Expect empty airports & mask use while traveling during COVID-19
Before you travel:
- Before you decide whether or not you should travel, start by evaluating your own health. Do you feel under the weather? Then consider postponing your trip until you’re feeling better. But what if you feel well? To be absolutely sure, consider getting tested for the virus, if that’s available to you, and wait for the results to get back before leaving. If you get cleared to travel, it will make your trip a little bit more worthwhile.
- Check governmental websites—both from your origin and destination—to see if there are any advisories you should know about in advance.
- Consider making your reservations in advance. From restaurants to museums, hotel rooms, or even planned activities. Call in advance or book online to guarantee your spot and make sure everything goes according to plan.
- Make sure you pack enough protection to wear during your whole trip. Masks, gloves, and hand sanitizer are the main necessities.

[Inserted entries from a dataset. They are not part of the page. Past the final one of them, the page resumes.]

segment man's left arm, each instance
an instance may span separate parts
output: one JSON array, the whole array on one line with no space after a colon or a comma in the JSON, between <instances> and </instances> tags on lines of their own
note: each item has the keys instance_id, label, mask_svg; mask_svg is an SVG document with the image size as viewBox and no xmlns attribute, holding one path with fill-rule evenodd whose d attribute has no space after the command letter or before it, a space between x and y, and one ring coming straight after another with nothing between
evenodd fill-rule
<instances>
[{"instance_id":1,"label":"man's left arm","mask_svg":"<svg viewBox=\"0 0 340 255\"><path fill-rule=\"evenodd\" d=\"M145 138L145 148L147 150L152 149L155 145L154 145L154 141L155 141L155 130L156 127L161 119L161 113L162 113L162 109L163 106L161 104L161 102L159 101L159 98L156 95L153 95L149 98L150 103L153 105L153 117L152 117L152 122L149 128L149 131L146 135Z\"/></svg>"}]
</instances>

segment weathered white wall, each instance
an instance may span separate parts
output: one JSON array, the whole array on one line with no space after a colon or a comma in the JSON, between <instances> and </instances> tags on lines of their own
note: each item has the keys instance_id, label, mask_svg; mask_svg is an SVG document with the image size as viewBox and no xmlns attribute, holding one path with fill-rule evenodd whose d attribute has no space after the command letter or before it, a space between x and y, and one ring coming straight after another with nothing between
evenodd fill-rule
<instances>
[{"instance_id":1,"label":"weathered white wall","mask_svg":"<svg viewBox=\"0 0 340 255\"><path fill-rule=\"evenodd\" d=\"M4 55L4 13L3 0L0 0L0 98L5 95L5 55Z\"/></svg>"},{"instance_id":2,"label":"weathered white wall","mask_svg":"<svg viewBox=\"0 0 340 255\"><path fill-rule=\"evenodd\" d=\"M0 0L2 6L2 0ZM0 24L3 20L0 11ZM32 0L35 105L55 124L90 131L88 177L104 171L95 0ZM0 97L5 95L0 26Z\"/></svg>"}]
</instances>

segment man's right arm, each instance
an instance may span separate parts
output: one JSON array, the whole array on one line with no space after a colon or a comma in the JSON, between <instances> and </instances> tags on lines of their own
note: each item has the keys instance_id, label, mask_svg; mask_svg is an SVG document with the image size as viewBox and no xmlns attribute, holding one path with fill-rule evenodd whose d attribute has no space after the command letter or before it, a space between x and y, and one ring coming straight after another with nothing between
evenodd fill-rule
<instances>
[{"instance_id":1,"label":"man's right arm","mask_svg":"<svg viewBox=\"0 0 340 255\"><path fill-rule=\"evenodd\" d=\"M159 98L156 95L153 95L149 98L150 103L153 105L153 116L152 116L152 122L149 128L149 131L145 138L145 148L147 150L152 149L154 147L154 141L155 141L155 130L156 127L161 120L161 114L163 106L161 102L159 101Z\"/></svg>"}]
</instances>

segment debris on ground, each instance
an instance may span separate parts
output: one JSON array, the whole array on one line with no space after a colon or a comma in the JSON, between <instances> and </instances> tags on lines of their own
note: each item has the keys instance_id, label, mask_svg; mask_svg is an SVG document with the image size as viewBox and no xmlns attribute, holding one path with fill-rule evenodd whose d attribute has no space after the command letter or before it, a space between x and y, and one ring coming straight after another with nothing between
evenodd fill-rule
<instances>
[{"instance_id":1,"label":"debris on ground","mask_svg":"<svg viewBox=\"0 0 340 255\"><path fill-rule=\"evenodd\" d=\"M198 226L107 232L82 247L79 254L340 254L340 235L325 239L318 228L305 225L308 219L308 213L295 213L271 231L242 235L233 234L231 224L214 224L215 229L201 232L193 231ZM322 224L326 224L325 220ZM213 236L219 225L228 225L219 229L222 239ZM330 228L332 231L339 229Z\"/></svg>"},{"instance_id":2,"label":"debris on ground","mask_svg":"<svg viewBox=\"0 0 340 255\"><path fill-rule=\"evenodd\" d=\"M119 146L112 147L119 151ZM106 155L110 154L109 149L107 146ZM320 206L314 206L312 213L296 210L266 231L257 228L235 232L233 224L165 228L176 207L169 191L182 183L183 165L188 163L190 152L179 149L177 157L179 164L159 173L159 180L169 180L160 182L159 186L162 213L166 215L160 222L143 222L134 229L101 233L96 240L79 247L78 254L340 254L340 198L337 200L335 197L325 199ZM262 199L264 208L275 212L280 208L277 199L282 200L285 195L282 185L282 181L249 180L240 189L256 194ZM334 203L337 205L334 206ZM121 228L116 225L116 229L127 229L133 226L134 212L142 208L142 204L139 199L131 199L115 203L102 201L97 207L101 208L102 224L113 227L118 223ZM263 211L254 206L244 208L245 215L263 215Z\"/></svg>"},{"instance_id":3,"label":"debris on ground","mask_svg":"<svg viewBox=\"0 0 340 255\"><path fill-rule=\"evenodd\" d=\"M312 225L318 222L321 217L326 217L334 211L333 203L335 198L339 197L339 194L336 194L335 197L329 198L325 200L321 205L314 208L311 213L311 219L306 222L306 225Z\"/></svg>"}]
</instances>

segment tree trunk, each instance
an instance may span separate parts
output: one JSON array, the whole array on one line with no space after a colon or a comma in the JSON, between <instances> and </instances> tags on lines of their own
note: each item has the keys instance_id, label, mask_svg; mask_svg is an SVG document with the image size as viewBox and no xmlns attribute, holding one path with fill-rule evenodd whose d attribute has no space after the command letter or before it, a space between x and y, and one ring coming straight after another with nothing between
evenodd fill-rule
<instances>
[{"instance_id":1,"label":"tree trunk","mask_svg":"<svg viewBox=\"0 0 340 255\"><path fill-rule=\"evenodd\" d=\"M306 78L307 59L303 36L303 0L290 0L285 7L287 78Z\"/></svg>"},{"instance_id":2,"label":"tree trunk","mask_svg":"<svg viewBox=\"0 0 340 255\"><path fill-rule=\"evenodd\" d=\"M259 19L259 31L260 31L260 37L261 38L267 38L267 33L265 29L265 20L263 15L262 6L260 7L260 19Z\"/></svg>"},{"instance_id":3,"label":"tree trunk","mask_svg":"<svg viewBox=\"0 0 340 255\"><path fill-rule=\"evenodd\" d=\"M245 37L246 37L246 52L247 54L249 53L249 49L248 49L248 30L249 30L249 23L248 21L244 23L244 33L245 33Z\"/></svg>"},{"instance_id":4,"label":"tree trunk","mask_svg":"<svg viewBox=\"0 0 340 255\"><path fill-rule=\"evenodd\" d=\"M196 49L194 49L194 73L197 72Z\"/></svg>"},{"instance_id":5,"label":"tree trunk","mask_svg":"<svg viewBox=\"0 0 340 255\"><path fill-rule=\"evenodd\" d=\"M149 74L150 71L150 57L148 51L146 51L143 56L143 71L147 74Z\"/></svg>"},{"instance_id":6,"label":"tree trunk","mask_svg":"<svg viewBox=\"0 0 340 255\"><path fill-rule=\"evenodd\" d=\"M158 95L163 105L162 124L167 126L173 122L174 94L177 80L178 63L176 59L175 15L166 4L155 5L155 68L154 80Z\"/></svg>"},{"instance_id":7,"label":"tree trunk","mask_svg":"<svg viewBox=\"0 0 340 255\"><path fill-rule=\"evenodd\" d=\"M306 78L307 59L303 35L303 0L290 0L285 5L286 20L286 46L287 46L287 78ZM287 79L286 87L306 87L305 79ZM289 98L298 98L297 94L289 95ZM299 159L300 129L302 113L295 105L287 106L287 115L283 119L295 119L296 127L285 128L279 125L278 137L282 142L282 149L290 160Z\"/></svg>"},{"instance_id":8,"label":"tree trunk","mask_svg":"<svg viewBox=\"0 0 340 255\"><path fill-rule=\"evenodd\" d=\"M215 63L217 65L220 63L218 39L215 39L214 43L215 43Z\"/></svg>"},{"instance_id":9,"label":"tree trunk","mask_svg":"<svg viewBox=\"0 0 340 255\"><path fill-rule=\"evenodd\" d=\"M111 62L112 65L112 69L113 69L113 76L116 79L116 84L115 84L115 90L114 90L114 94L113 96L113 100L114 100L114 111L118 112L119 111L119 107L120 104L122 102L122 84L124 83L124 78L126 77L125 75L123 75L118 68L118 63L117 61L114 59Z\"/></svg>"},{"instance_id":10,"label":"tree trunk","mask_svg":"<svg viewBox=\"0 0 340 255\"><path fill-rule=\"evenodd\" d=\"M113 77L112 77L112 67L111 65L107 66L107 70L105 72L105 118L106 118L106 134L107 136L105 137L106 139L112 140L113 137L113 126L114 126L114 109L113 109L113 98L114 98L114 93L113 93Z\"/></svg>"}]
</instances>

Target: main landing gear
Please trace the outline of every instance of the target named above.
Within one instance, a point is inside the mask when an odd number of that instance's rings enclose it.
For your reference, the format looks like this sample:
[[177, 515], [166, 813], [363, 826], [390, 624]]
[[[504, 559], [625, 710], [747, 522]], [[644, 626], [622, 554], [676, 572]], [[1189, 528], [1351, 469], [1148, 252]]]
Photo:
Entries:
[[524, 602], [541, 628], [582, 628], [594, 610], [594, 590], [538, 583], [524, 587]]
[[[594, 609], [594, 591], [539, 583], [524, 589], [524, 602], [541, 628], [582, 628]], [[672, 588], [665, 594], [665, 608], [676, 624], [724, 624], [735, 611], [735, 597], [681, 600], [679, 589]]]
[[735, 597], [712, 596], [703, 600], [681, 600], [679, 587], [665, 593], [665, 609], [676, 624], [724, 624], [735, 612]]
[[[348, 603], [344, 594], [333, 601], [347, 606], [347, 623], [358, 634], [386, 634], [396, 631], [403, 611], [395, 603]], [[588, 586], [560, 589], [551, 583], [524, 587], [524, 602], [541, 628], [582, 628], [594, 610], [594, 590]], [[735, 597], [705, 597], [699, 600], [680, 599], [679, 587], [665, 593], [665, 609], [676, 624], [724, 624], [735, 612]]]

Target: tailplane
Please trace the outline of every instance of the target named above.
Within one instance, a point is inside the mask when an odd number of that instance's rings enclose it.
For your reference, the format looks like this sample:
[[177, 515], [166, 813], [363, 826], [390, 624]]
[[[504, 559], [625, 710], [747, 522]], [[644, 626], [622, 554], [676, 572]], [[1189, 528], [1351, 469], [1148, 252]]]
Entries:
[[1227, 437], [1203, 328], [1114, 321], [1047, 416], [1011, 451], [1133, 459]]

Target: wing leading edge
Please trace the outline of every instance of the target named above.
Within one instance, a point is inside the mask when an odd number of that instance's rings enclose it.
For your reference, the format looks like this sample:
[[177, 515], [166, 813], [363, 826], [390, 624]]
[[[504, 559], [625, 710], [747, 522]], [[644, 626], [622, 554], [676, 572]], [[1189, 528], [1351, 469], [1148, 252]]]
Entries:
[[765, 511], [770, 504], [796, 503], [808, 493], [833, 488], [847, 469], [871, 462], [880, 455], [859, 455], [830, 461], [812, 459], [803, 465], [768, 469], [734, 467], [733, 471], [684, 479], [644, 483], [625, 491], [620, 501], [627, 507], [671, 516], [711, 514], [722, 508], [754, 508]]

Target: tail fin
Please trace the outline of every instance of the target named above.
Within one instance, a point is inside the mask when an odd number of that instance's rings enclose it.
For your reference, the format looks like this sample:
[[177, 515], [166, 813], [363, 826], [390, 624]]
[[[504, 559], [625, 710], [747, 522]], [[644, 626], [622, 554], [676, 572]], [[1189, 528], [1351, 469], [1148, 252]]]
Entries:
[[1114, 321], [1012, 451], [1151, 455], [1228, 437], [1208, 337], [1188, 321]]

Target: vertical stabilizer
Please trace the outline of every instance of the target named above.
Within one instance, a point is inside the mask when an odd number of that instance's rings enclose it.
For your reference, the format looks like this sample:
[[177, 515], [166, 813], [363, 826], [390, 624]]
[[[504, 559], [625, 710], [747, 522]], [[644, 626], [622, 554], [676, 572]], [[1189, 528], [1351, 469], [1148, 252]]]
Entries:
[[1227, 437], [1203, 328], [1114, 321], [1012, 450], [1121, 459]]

- Keep track of your flight status so you don’t run into any surprises. That’s better than waiting for your flight in an enclosed space at the airport for longer than necessary if there are any delays.
- Check in with your travel insurance company and your healthcare provider. Make sure you have the required coverage for your trip and a fair cancelation policy.
- At the airport, make sure you keep a safe distance from other passengers. The recommended amount is 6 feet (2 meters).
During your trip:
- Avoid touching your face. Always. Even if you’re wearing gloves. You never know if they’ve gotten contaminated during the ride.
- Keep your personal devices, personal. Don’t let your belongings come into close contact with anyone else, as much as possible.
- Keep a distance from people that might be showing symptoms, such as coughing, sneezing, or just appear unwell. It’s okay to come across as unfriendly right now.
- Make a habit of washing your hands frequently and thoroughly for at least 20 seconds with soap and water. While traveling use a hand sanitizer that contains at least 60% alcohol as an alternative.
- Pay attention to how you’re feeling every single day. If unwell, contact the nearest local health facility and inform them of your travel history.
- Be mindful when disposing of your used masks. Opt for throwing them in the trash instead of dropping them on the floor. We all should do our part to keep streets clean. That’s always true—with or without COVID-19.
- Locals might not be as receptive to strangers at this moment. We’re all on edge, so if you need help with directions and someone brushes you off, don’t take it personally.
Be cautious about your health & quarantine requirements even after returning home
Returning back home:
- Be conscious of whether your homebase had any update regarding mandatory quarantine after returning from a trip. Public health authorities all around the world are either advising travelers to self-isolate for 14 days for precautionary measures or making it a mandatory requirement.
- Check with your local health authority or doctor to update them on your recent travel and get a routine check-up.
It’s now up to all of us to keep in mind this new type of travel etiquette while traveling or planning a trip. Getting used to our current reality will take a while. But if you really think about it, just the simple act of wearing a mask while traveling is not only a safety measure for yourself. Above all, it’s a symbol of consideration to the community. It helps fellow travelers and locals feel slightly more reassured and at ease when we all do our part. We know it might be a bit nerve-wracking, but face this new challenge as an opportunity for you to be the best traveler you know you can be.